GitHub is a web-based hosting service for projects that use the Git revision control system. It is written in Ruby on Rails by Logical Awesome developers Chris Wanstrath, PJ Hyett, and Tom Preston-Werner. GitHub offers both commercial plans and free accounts for open source projects.
The site provides social networking functionality like feeds, followers and the network graph to display how developers work on their versions of a repository.
GitHub also operates a pastebin-style site at gist.github.com, wikis for the individual repositories and web pages that can be edited through a git repository.
GitHub has a built-in, highly functional Issue Tracker.
GitLab is a on-premise or hosted Git repository management tool. It also includes code reviews, issue tracking, wikis, and continuous integration.
Jenkins is a fork of Hudson and is a continuous build system for software projects.
The leading open source automation server, Jenkins provides hundreds of plugins to support building, deploying and automating any project.
Jenkins is an application that monitors executions of repeated jobs, such as building a software project or jobs run by cron. Among those things, current Jenkins focuses on the following two jobs:
Building/testing software projects continuously, just like CruiseControl or DamageControl. In a nutshell, Jenkins provides an easy-to-use so-called continuous integration system, making it easier for developers to integrate changes to the project, and making it easier for users to obtain a fresh build. The automated, continuous build increases the productivity. Monitoring executions of externally-run jobs, such as cron jobs and procmail jobs, even those that are run on a remote machine. For example, with cron, all you receive is regular e-mails that capture the output, and it is up to you to look at them diligently and notice when it broke. Jenkins keeps those outputs and makes it easy for you to notice when something is wrong.

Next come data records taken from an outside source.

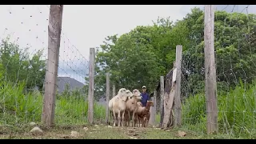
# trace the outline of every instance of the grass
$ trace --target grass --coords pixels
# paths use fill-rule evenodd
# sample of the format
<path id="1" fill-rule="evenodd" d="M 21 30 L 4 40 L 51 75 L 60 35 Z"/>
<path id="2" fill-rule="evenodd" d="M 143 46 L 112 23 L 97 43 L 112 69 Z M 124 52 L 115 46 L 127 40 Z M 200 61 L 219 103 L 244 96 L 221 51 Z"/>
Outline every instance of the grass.
<path id="1" fill-rule="evenodd" d="M 256 82 L 240 86 L 218 95 L 219 131 L 234 137 L 253 138 L 255 134 Z M 183 126 L 194 131 L 206 131 L 206 97 L 190 97 L 182 105 Z"/>
<path id="2" fill-rule="evenodd" d="M 40 123 L 42 94 L 39 91 L 24 93 L 24 82 L 2 84 L 5 86 L 0 90 L 0 117 L 3 118 L 0 119 L 0 126 L 26 125 L 30 122 Z M 82 94 L 79 94 L 58 97 L 55 109 L 57 125 L 86 123 L 88 102 L 84 101 Z M 94 102 L 94 116 L 99 122 L 104 120 L 105 107 Z"/>
<path id="3" fill-rule="evenodd" d="M 196 94 L 186 99 L 182 104 L 182 126 L 180 130 L 164 131 L 158 129 L 148 128 L 136 130 L 139 132 L 138 138 L 256 138 L 255 131 L 255 90 L 256 82 L 244 86 L 242 83 L 234 90 L 221 93 L 218 96 L 219 134 L 208 136 L 206 132 L 206 98 L 202 94 Z M 0 137 L 6 138 L 60 138 L 62 135 L 68 135 L 70 130 L 80 131 L 79 138 L 131 138 L 127 134 L 128 129 L 105 126 L 90 127 L 88 132 L 82 131 L 82 127 L 53 128 L 45 130 L 42 136 L 34 137 L 28 131 L 31 127 L 20 128 L 21 125 L 27 125 L 34 122 L 40 125 L 42 110 L 42 94 L 39 91 L 24 92 L 25 83 L 12 84 L 0 82 L 5 86 L 0 89 Z M 84 94 L 78 92 L 58 94 L 56 98 L 55 124 L 56 126 L 76 126 L 87 123 L 88 104 L 84 101 Z M 102 123 L 105 120 L 105 107 L 94 102 L 94 122 Z M 160 114 L 156 115 L 156 122 L 160 122 Z M 5 129 L 10 129 L 10 136 Z M 21 130 L 20 130 L 21 129 Z M 25 131 L 22 130 L 25 130 Z M 21 131 L 22 132 L 19 132 Z M 128 130 L 133 131 L 133 130 Z M 135 130 L 135 131 L 136 131 Z M 187 136 L 177 136 L 178 130 L 184 130 Z M 8 131 L 8 130 L 7 130 Z M 54 134 L 54 133 L 55 134 Z M 9 134 L 9 136 L 8 136 Z M 131 134 L 132 135 L 132 134 Z M 66 137 L 65 137 L 66 138 Z M 63 137 L 63 138 L 65 138 Z M 70 136 L 66 136 L 70 138 Z"/>

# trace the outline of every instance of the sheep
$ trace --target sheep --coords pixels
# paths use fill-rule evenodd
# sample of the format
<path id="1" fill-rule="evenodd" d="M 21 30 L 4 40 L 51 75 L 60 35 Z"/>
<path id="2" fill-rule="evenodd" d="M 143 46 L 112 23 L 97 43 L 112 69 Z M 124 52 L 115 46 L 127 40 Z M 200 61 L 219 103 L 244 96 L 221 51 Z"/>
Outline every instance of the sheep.
<path id="1" fill-rule="evenodd" d="M 121 126 L 121 122 L 122 122 L 122 126 L 124 126 L 124 120 L 125 120 L 125 110 L 126 110 L 126 102 L 128 99 L 129 97 L 132 97 L 133 94 L 129 90 L 126 90 L 126 94 L 122 97 L 116 97 L 116 98 L 114 98 L 112 102 L 112 111 L 113 111 L 113 115 L 114 115 L 114 126 L 115 126 L 115 123 L 118 121 L 118 126 Z M 118 119 L 117 119 L 117 114 L 118 114 Z M 122 114 L 122 117 L 121 117 Z"/>
<path id="2" fill-rule="evenodd" d="M 112 116 L 113 118 L 114 118 L 113 110 L 112 110 L 112 109 L 113 109 L 113 101 L 114 101 L 114 99 L 116 99 L 117 98 L 121 98 L 122 97 L 125 96 L 126 91 L 126 89 L 125 89 L 125 88 L 121 88 L 121 89 L 118 90 L 118 94 L 117 94 L 116 96 L 113 97 L 113 98 L 110 100 L 110 102 L 109 102 L 109 106 L 109 106 L 110 118 L 111 118 L 111 116 Z"/>
<path id="3" fill-rule="evenodd" d="M 142 106 L 142 103 L 141 102 L 138 102 L 137 104 L 138 104 L 138 106 Z"/>
<path id="4" fill-rule="evenodd" d="M 138 90 L 134 89 L 133 90 L 133 96 L 128 98 L 128 100 L 126 103 L 126 123 L 130 126 L 130 114 L 132 114 L 132 126 L 134 126 L 134 114 L 135 111 L 138 109 L 137 102 L 142 99 L 141 93 Z"/>
<path id="5" fill-rule="evenodd" d="M 137 103 L 138 106 L 139 106 L 139 103 Z M 138 106 L 136 111 L 136 122 L 140 125 L 140 122 L 142 122 L 142 126 L 145 126 L 145 122 L 147 122 L 147 118 L 150 114 L 150 106 L 154 106 L 154 102 L 152 101 L 147 101 L 146 107 Z M 149 120 L 150 118 L 148 118 Z"/>

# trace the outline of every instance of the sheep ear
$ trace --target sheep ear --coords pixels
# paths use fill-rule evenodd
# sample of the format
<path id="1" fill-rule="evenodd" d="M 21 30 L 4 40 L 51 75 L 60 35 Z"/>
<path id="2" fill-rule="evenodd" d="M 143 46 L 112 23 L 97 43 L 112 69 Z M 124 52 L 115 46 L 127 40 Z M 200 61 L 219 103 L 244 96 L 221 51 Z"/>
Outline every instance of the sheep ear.
<path id="1" fill-rule="evenodd" d="M 123 100 L 123 101 L 126 101 L 127 98 L 128 98 L 128 97 L 122 97 L 122 100 Z"/>

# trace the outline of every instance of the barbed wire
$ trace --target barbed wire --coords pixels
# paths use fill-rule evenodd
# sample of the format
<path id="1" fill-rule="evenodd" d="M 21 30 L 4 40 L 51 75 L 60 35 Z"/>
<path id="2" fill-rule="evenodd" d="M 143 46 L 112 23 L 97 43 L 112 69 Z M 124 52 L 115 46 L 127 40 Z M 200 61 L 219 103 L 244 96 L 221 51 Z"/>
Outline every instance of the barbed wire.
<path id="1" fill-rule="evenodd" d="M 7 18 L 2 22 L 2 25 L 5 26 L 2 26 L 3 32 L 0 36 L 0 58 L 2 62 L 6 62 L 3 63 L 3 78 L 7 83 L 1 83 L 5 86 L 0 90 L 2 93 L 2 96 L 0 97 L 0 110 L 2 110 L 3 118 L 0 120 L 0 125 L 18 126 L 28 124 L 30 122 L 40 122 L 43 87 L 46 82 L 44 79 L 45 74 L 54 74 L 46 68 L 46 62 L 54 62 L 47 58 L 47 53 L 50 50 L 56 53 L 47 46 L 46 30 L 50 7 L 36 5 L 10 6 L 2 10 L 2 14 Z M 22 61 L 17 63 L 17 69 L 14 69 L 15 63 L 13 62 L 16 61 L 13 54 L 16 53 L 13 49 L 20 51 L 17 54 L 18 57 L 22 57 Z M 9 56 L 7 50 L 11 51 Z M 23 53 L 25 55 L 22 55 Z M 6 57 L 3 56 L 5 54 Z M 27 62 L 27 66 L 26 67 L 22 62 Z M 57 123 L 72 125 L 86 122 L 86 103 L 80 100 L 84 100 L 86 95 L 85 91 L 80 91 L 79 89 L 85 86 L 85 78 L 89 72 L 89 61 L 63 32 L 61 34 L 59 63 L 55 63 L 55 66 L 58 68 L 58 73 L 54 74 L 58 77 L 55 85 L 58 91 L 55 116 Z M 14 73 L 13 76 L 15 78 L 10 76 L 12 74 L 10 72 Z M 24 81 L 24 87 L 26 88 L 24 95 L 22 92 L 14 94 L 18 88 L 22 87 L 20 83 L 22 81 Z M 70 87 L 67 88 L 66 84 L 70 84 Z M 10 86 L 13 89 L 6 89 Z M 76 86 L 79 89 L 76 89 Z M 35 89 L 38 90 L 38 92 L 34 91 Z M 14 114 L 12 114 L 13 112 Z"/>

Configuration files describe to Terraform the components needed to run a single application or your entire datacenter. Terraform generates an execution plan describing what it will do to reach the desired state, and then executes it to build the described infrastructure. As the configuration changes, Terraform is able to determine what changed and create incremental execution plans which can be applied.
The infrastructure Terraform can manage includes low-level components such as compute instances, storage, and networking, as well as high-level components such as DNS entries, SaaS features, etc.
Ansible is a radically simple IT automation engine that automates cloud provisioning, configuration management, application deployment, intra-service orchestration, and many other IT needs.
Being designed for multi-tier deployments since day one, Ansible models your IT infrastructure by describing how all of your systems inter-relate, rather than just managing one system at a time.
It uses no agents and no additional custom security infrastructure, so it’s easy to deploy — and most importantly, it uses a very simple language (YAML, in the form of Ansible Playbooks) that allow you to describe your automation jobs in a way that approaches plain English.